Ensco is still negotiating a mutually satisfactory agreement, the statement said, without specifying how long the rig would continue current operations.
PDVSA said on Tuesday it expected to finish the current well in mid-February.
PDVSA faces growing complaints from contractors and service providers of unpaid bills amid a tumble in oil prices that has pinched the finances of the company, which also bankrolls President Hugo Chavez's social programmes.
Petrosucre is a joint venture between PDVSA and Italy's Eni that originally included investment from ConocoPhillips , which left Venezuela in 2007 following a nationalization drive by the Chavez government.
Chevron contracted another Ensco rig for a gas project off the coast of western Venezuela, a company official said. It was not clear if the current dispute would affect that contract or other Ensco business in Venezuela.

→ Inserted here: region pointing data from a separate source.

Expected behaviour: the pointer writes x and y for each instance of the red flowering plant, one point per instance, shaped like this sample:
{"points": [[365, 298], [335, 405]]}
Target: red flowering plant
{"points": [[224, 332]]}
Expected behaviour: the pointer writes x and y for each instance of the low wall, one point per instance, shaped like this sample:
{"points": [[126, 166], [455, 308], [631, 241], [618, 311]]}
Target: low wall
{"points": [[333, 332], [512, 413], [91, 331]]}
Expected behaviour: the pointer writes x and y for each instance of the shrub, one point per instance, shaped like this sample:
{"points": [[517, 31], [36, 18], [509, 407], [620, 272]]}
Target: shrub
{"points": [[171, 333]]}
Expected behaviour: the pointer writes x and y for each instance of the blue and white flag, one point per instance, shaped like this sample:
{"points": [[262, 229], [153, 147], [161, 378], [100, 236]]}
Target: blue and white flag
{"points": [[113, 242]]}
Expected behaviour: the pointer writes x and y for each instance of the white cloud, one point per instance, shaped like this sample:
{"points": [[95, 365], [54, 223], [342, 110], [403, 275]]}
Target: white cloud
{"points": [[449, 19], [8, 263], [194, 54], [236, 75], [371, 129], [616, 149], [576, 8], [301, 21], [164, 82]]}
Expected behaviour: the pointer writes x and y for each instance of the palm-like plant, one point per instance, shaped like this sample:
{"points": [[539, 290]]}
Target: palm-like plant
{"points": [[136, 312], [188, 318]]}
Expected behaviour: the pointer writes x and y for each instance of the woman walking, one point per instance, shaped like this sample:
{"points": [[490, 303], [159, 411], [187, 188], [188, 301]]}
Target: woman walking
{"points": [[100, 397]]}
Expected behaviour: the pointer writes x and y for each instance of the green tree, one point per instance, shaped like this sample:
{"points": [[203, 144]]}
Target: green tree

A PDVSA spokesman said he could not immediately comment.
Ensco said it started the contract with Petrosucre in August 2008, and that the rig was insured for $65 million.
"The contract calls for a two-year term at a day rate in the mid- $180,000 range," Ensco said.
Separately US oil driller Helmerich & Payne said today that PDVSA owed it nearly $100 million and that it had begun to idle drilling rigs there.
So far, two of Helmerich & Payne's 11 rigs in the Opec member's oil fields have ceased operations, and that number would rise to five by the end of February as the current work contracts expire.